Temperatures in Pearl River County during most of February were warmer-than-average, but as the cool spell of the last several days reminded us, it’s still much too early to pack away our sweaters and jackets. Low temperatures on both Thursday and Friday mornings were near or just below freezing throughout the county.
There’s certainly plenty of frigid air still lurking way up north. Low temperatures this week in Fairbanks, Alaska, are forecast to be 20 to 30 below zero, and even the highs aren’t expected to make it above zero.
Depending on whose statistics you use, historically the median date for the last freeze in Picayune is between March 9th and 14th. That means that in 50 percent of years Picayune’s last freeze occurs before that period.
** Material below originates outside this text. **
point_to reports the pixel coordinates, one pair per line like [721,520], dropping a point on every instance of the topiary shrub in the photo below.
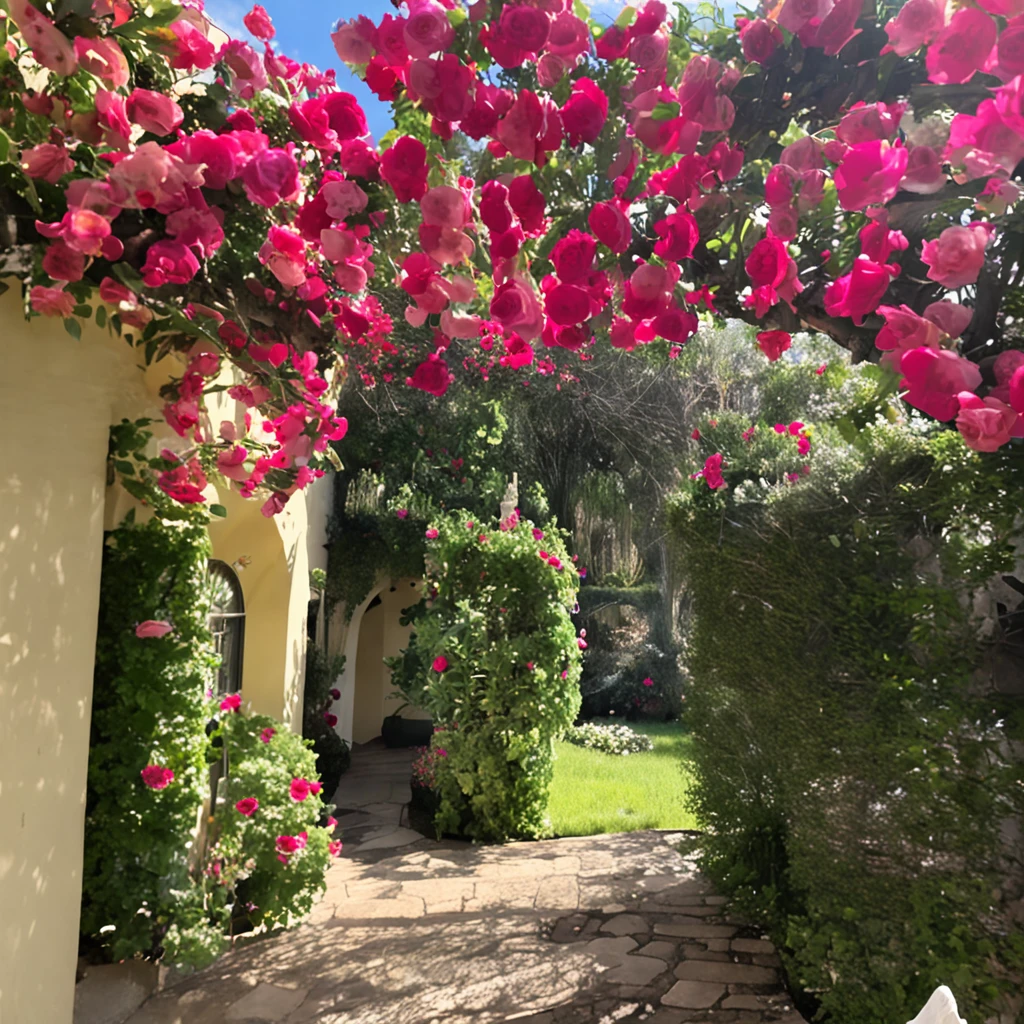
[852,771]
[267,851]
[619,739]
[496,659]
That also means that in the other 50 percent of years, freezes occur after mid-March. Based on past history you have to wait until late March to be 90 percent confident that Picayune has had its last freeze.
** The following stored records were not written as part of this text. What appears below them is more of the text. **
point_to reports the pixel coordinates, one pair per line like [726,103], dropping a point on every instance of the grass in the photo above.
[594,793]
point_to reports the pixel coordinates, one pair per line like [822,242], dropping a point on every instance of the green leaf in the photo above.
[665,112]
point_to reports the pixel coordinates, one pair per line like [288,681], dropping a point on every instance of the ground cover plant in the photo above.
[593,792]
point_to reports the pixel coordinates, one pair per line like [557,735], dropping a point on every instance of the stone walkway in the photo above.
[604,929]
For now milder air will be the rule for the weekend and most of the upcoming workweek. Even after the next cool front moves through on Wednesday, forecasters expect highs to be near 70 and morning lows to drop only into the 40s Thursday through next Sunday.
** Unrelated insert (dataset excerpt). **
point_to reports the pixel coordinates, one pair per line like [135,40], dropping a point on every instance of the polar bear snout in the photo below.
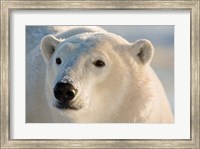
[64,92]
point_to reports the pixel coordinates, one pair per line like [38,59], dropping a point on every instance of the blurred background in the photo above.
[161,36]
The more significant impact of the next cool front is that it will bring us our best chance of rain for the entire week as it approaches Tuesday night and early Wednesday. There’s even a slight chance that it could touch off some heavy thunderstorms.
The National Weather Service’s Weather Prediction Center expects the main low pressure center along the front to track to our north through Tennessee where heavy rain could make flooding an issue. Fortunately for us, with most of the strong lift to our north, the WPC expects rainfall totals in south Mississippi on Tuesday and Wednesday to be less than one-half inch.
Heavier rainfall totals of one to two inches are expected in central Mississippi in the upper watershed of the Pearl River.
However, in our area the Pearl River is forecast to fall to its lowest levels in nearly a month by the end of the upcoming week according to the National Weather Service in Slidell.